Tuesday, January 20, 2009

Critique Notes for January 20th: Rebecca Shelly

A presentation of in-progress painting and sculpture about the seed vault in Norway.

Some questions that were asked:
“What is the relationship between icebergs and seed vaults?”
“How can your work exist somewhere between ambiguous and didactic?”
“Why is this work painting?”
“How can you make all of the intricacies of this complex seed situation apparent to a viewer? Do you want to?”
“Will there be accompanying texts?

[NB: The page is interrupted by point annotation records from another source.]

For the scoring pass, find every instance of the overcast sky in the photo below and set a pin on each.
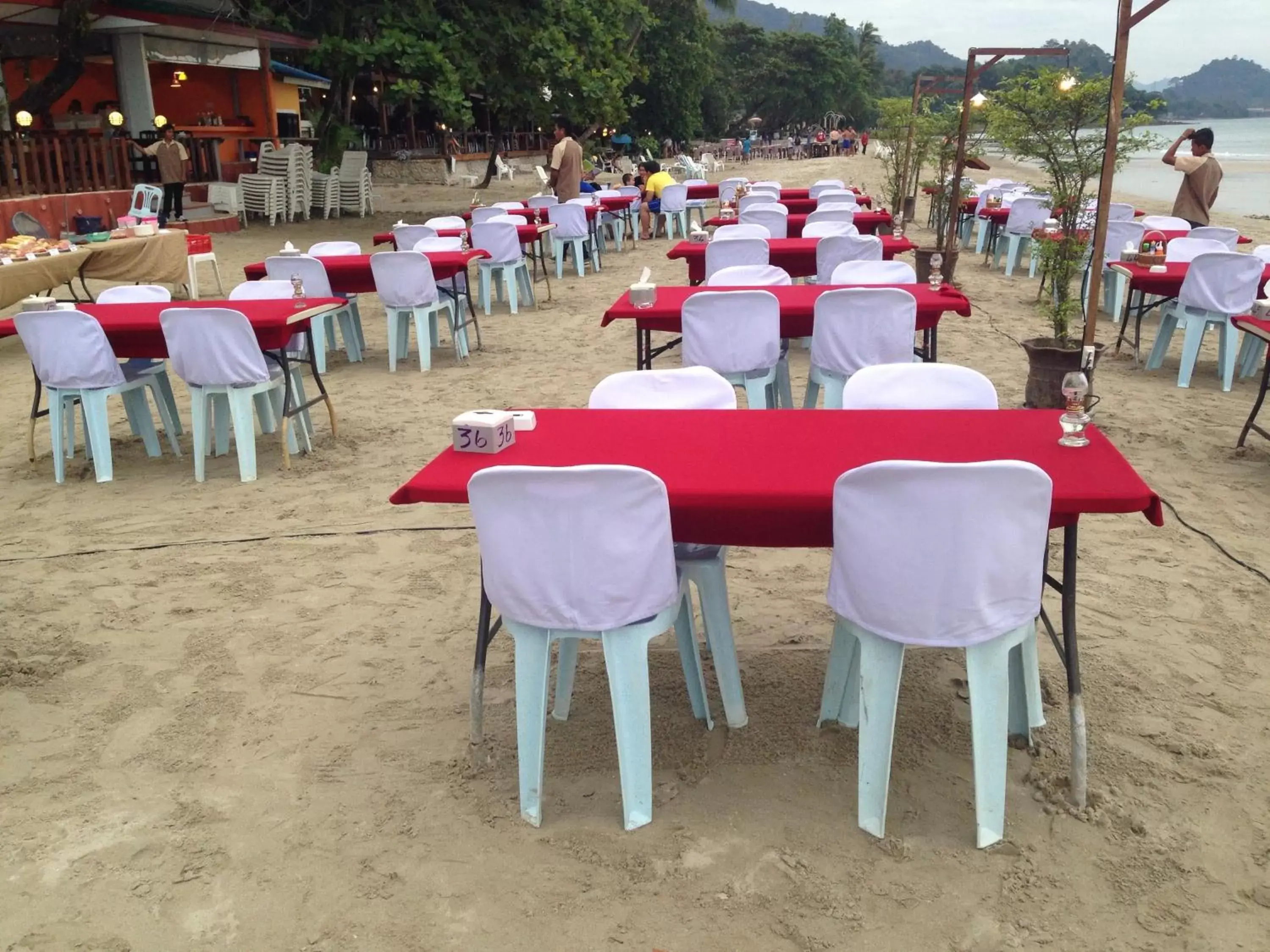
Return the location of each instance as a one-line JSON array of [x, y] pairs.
[[1175, 41]]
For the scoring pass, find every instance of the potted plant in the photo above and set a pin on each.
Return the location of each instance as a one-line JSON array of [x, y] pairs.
[[1058, 120]]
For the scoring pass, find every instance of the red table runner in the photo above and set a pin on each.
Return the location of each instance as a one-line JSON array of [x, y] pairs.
[[766, 479], [351, 275], [797, 301], [795, 256], [865, 223], [134, 329]]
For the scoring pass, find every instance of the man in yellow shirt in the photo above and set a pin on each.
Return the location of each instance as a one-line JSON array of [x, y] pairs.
[[654, 181]]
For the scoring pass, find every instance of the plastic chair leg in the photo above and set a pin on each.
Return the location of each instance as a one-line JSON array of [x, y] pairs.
[[533, 671], [627, 662], [882, 663], [244, 435]]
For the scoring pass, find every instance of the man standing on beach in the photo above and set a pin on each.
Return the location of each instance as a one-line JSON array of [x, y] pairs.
[[1203, 176]]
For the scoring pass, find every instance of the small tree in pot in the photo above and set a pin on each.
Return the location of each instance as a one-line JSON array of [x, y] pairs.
[[1057, 120]]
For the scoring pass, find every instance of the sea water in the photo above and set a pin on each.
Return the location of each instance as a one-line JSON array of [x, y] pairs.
[[1242, 146]]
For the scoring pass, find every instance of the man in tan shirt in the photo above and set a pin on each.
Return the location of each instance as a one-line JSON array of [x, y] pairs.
[[566, 163], [1203, 177]]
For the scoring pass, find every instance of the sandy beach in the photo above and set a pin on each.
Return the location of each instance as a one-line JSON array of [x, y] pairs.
[[234, 716]]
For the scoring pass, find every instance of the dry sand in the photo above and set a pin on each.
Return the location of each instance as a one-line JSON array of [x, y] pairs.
[[262, 746]]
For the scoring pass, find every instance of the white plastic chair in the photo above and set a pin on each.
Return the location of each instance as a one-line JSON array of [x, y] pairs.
[[774, 217], [834, 250], [738, 336], [1027, 215], [74, 361], [856, 328], [1165, 223], [572, 230], [863, 273], [1218, 286], [727, 254], [505, 266], [919, 386], [1230, 238], [1188, 249], [674, 211], [733, 233], [313, 276], [215, 351], [404, 282], [983, 528], [583, 553]]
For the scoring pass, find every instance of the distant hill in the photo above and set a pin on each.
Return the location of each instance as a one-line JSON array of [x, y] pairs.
[[1223, 88], [906, 58]]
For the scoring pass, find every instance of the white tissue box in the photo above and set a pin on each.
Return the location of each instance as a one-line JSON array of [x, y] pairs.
[[483, 431]]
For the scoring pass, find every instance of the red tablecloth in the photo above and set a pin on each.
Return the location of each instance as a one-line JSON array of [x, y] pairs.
[[134, 329], [867, 223], [526, 233], [766, 479], [795, 256], [351, 275], [797, 301], [1169, 283]]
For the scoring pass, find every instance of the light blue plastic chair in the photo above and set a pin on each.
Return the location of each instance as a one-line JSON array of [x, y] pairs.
[[892, 521], [611, 527], [74, 361], [1218, 286]]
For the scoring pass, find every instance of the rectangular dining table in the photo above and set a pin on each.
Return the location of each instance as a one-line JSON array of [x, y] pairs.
[[724, 493], [865, 223], [135, 330], [798, 314], [795, 256]]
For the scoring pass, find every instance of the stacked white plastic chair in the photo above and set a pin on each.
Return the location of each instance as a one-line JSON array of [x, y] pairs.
[[1218, 286], [74, 362], [215, 351], [611, 527], [404, 282], [892, 520], [858, 328]]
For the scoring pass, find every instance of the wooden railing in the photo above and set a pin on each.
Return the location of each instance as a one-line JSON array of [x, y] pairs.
[[50, 163]]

Hidden texts?”
“What is the material connection between icebergs and cardboard?”
“What do you want the experience to be?”

Things to check out:
“Buildings of Disaster”
“Beautiful Evidence” and “Envisioning Information” by Edward Tufte
“Global Networks” the work of Marc Lombardi
“All the People in the World” by Stan’s Cafe

Observations:
I like seeing the weird relationships between the countries.
The situation as you have talked about it today isn’t legibly translated in the work.
I think its abstracted too much
I don’t see iceberg, or countries when I look at the work
I like the way the country’s size correlates to seed donation numbers.
I don’t see countries when they are divorced from the map
The ‘list’ drawing is great! can you put that in?

Suggestions:
Find a system that is more legible, so that a viewer can grasp the situation
embody the apocalyptic feeling of extinction
the map is important, can you put countries flat, on the ground, arrange them by size?
more direct information
seed capsule
can you use resin or glass or ice itself?
let the viewer put things together themselves, you don’t have to tie up all the ends in a didactic way
you could just present the systems and information to a viewer and let them find their own way.